ROCHELLE — Rochelle Mayor John Bearrows said last week that an offer has been accepted on the Kishwaukee Family YMCA Child Care Center building at 1010 N. 15th St. that closed in 2020 and the buyer has plans to make it a daycare once again.
Bearrows said he heard that information from the realtor selling the property. He said he did not know the identity of the buyer. The transaction is now in the real estate process and the anticipated closing is somewhere around June 1. Bearrows said after that point, more information will come to light.
The buyer that is in the process of purchasing the daycare building is not affiliated with the daycare board that was recently established to work to bring a child care center back to town. Bearrows, who is chairman of that board, said a group did make an offer on behalf of the daycare board, but that offer was not accepted.

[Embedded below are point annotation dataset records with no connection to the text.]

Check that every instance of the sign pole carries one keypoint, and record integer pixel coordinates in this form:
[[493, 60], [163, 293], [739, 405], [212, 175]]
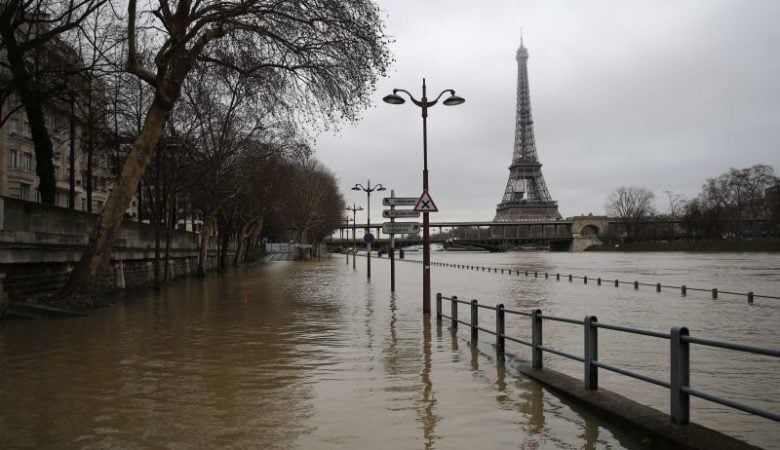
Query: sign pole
[[392, 248]]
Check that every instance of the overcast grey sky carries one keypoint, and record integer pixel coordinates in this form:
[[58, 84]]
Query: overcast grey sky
[[659, 94]]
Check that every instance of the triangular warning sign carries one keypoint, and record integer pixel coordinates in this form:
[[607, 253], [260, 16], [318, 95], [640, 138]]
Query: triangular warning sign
[[425, 203]]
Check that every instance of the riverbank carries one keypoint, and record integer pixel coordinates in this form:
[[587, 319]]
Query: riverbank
[[693, 246]]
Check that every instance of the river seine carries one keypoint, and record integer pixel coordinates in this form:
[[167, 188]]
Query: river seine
[[313, 355]]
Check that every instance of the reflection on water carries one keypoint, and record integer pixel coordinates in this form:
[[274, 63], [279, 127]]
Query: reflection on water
[[311, 355]]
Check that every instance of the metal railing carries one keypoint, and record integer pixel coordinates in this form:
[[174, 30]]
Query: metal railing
[[750, 296], [679, 339]]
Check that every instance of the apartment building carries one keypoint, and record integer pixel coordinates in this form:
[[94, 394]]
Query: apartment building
[[18, 178]]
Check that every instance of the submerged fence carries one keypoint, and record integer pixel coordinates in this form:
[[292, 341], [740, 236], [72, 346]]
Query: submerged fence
[[683, 289], [679, 339]]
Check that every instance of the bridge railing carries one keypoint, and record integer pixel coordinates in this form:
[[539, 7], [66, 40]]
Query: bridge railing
[[679, 384]]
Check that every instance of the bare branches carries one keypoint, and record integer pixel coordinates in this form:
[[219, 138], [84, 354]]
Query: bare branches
[[133, 64]]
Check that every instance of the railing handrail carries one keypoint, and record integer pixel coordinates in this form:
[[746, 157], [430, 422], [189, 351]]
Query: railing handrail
[[679, 384], [617, 282]]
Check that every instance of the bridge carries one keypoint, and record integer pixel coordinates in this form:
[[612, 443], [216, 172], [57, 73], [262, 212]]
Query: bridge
[[574, 234]]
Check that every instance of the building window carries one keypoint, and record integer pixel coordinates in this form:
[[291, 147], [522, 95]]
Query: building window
[[24, 191], [27, 162], [16, 127], [13, 159]]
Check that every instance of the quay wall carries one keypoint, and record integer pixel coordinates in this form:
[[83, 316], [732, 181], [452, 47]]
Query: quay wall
[[40, 244]]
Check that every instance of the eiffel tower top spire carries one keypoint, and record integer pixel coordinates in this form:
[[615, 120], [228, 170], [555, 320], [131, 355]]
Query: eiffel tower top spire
[[525, 145], [526, 196]]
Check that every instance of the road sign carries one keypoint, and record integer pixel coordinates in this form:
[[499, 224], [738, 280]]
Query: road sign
[[399, 201], [401, 228], [425, 203], [397, 213]]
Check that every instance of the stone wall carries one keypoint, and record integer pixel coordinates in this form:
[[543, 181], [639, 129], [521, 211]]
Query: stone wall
[[40, 245]]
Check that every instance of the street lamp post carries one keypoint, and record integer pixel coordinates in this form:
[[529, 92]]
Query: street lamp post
[[368, 190], [346, 220], [354, 210], [424, 104]]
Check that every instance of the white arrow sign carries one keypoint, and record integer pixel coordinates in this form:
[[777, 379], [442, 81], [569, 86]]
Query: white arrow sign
[[399, 201], [400, 228], [396, 213]]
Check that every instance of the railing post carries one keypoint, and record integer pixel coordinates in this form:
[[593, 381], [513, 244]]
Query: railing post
[[591, 353], [474, 320], [454, 311], [680, 375], [536, 339], [500, 341]]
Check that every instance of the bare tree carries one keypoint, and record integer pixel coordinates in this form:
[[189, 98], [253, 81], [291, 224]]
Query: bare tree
[[325, 55], [313, 205], [39, 65], [738, 194], [630, 205], [676, 203]]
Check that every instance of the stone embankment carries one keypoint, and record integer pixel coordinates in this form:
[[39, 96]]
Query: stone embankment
[[40, 245]]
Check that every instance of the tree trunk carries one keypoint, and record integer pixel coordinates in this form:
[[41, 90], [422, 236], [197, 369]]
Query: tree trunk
[[205, 235], [98, 251]]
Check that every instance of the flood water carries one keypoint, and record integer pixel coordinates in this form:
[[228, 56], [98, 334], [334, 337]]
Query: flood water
[[312, 355]]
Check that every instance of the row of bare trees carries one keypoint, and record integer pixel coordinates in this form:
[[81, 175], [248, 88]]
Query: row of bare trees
[[218, 87], [733, 205]]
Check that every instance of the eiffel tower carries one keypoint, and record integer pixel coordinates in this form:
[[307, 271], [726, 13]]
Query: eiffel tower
[[526, 197]]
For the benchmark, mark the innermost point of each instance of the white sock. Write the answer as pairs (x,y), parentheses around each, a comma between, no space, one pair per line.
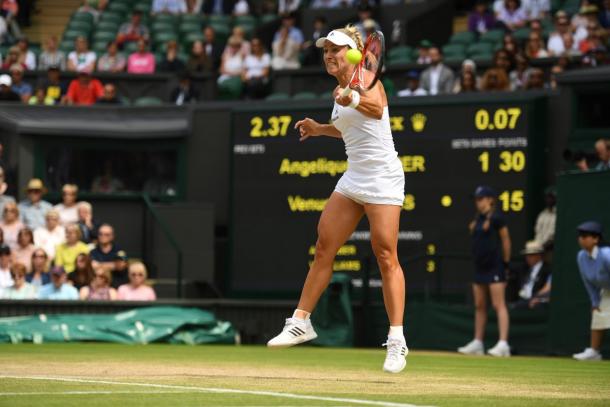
(396,331)
(307,314)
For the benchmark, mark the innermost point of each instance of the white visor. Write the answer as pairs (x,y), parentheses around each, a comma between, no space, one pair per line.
(337,38)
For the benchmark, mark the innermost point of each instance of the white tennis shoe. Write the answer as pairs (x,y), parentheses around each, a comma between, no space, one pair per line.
(501,350)
(396,356)
(295,331)
(588,354)
(474,347)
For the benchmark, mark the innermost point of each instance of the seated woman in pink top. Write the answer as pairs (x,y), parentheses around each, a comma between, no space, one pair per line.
(137,290)
(141,61)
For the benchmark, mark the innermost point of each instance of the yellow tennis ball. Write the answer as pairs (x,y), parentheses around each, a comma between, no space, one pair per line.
(353,56)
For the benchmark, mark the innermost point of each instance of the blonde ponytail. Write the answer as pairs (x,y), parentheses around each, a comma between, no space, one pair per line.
(351,31)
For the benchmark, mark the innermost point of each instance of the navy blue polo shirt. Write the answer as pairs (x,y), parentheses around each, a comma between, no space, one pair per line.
(486,244)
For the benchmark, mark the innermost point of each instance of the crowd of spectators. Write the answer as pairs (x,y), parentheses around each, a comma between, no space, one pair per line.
(60,251)
(575,41)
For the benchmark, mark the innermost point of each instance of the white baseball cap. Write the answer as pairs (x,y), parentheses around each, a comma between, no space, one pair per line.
(5,80)
(337,38)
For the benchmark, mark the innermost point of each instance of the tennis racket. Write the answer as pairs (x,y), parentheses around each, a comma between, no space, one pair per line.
(368,70)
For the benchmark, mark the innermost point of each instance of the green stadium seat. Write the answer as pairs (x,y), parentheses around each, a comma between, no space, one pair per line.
(479,48)
(278,96)
(304,96)
(464,38)
(148,101)
(230,89)
(86,17)
(399,51)
(492,36)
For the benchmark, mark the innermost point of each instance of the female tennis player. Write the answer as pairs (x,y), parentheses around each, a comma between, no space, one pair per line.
(372,185)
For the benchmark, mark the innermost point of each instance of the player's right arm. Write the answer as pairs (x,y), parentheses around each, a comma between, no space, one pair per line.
(311,128)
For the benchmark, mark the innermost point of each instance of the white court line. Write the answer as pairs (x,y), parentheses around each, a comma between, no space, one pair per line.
(216,390)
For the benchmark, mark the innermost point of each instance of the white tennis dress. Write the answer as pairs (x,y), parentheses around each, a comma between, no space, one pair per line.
(374,173)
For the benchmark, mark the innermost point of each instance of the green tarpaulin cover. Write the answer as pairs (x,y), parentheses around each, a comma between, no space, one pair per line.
(140,325)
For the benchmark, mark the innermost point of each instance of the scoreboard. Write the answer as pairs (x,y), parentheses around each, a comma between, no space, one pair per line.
(447,147)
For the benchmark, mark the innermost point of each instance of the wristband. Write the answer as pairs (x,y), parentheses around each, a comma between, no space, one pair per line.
(355,100)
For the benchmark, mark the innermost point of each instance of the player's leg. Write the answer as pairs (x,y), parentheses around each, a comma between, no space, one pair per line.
(337,222)
(384,221)
(497,293)
(475,347)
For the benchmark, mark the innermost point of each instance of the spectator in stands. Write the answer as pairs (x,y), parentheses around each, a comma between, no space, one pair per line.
(142,61)
(20,87)
(67,252)
(423,51)
(171,62)
(295,34)
(481,19)
(83,274)
(110,96)
(241,8)
(87,225)
(285,52)
(594,266)
(468,82)
(168,7)
(3,187)
(137,290)
(535,79)
(51,235)
(112,61)
(311,53)
(58,288)
(53,85)
(34,208)
(495,79)
(555,70)
(109,255)
(81,59)
(545,222)
(132,31)
(67,209)
(99,288)
(536,9)
(555,44)
(12,58)
(25,248)
(491,248)
(39,269)
(512,16)
(6,280)
(232,64)
(198,60)
(21,289)
(438,78)
(11,224)
(84,90)
(288,6)
(185,92)
(509,44)
(518,77)
(413,88)
(40,98)
(535,47)
(213,50)
(6,93)
(256,71)
(28,58)
(535,286)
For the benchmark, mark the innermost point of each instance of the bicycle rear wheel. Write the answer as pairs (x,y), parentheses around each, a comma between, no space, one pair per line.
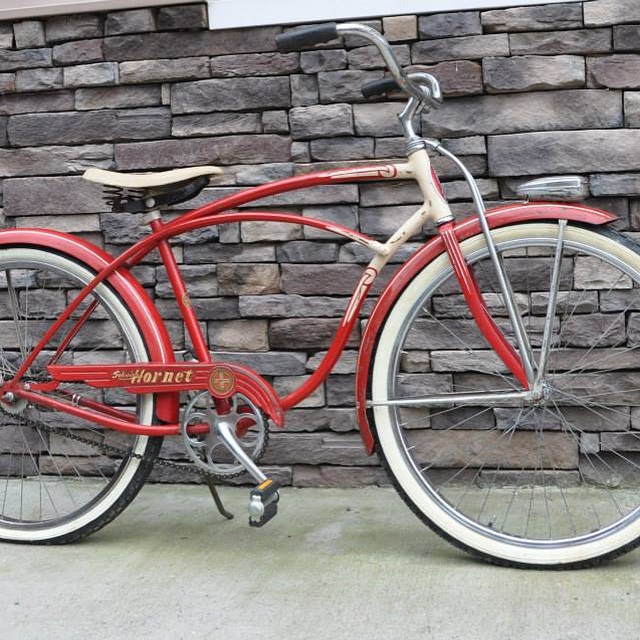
(551,483)
(60,477)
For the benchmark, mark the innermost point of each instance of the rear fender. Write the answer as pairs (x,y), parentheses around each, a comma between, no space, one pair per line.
(149,321)
(498,217)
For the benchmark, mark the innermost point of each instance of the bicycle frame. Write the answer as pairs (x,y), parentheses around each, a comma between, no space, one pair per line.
(168,380)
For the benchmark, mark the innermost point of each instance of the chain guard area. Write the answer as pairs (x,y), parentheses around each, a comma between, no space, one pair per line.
(207,451)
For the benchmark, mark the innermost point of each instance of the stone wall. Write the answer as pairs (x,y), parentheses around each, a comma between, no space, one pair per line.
(529,91)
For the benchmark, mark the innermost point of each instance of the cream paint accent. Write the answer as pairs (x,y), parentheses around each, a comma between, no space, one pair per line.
(147,180)
(393,449)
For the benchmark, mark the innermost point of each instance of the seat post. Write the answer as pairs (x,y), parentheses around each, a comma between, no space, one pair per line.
(198,340)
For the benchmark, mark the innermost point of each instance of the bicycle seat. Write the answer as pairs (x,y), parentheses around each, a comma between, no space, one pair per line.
(148,180)
(137,192)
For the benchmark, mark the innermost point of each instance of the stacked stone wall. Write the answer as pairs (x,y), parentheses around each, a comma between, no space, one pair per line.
(529,91)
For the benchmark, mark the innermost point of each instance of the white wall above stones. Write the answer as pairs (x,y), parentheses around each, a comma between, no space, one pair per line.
(226,14)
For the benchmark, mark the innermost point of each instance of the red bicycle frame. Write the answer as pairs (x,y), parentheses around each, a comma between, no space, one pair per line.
(165,377)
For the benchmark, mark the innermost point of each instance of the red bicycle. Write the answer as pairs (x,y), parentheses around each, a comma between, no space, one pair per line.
(496,380)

“There was another offer that went in that was accepted, which I'm OK with,” Bearrows said. “As long as we get that daycare open. It's finally going to come to fruition. It's been a long time coming."
Rochelle has been without a daycare center since the facility closed. The City of Rochelle took on preliminary work last year to bring a daycare back to town. It put out a survey to residents that came back with overwhelming results in favor of a daycare with 72 percent of respondents saying they’re in need of a daycare and 71 percent saying their children would be likely to attend a daycare if it opened in town.
The building at 1010 N. 15th St. was listed for sale earlier this year by Hayden Real Estate, Inc. for $399,900. It’s 12,000 square feet, sits on 2.73 acres and includes eight classrooms, a sprinkler system, a commercial kitchen and outdoor space. The facility was built in 1993.
"I talked to the realtor this morning and asked how much I can reveal,” Bearrows said May 6. “People want to know. I wanted to know. And when they said it was definitely going to be a daycare, I was like, 'OK, perfect.' At the end of the day, it's going to be a daycare.”
Bearrows said the daycare board may be kept together indefinitely in case it can help the buyers with fundraising or anything they may need.
“I hope and pray the sustainability is there, so that in 18 months or 24 months we're not back looking at the same thing,” Bearrows said. “And I think it will be sustainable. I got the feeling this morning that it's going to be very strong. The buyers have daycare experience. Hopefully it's going to be good."
The mayor was excited by the news of a daycare coming back to town after the effort became a priority of his since Kishwaukee Family YMCA Child Care Center closed.
"It really feels good,” Bearrows said. “I can see the finish line. Not for the sake of me or the city, but for the sake of our community. Some folks have really struggled without having daycare. It's one of the best things that's happened in a long time. We're very appreciative of that."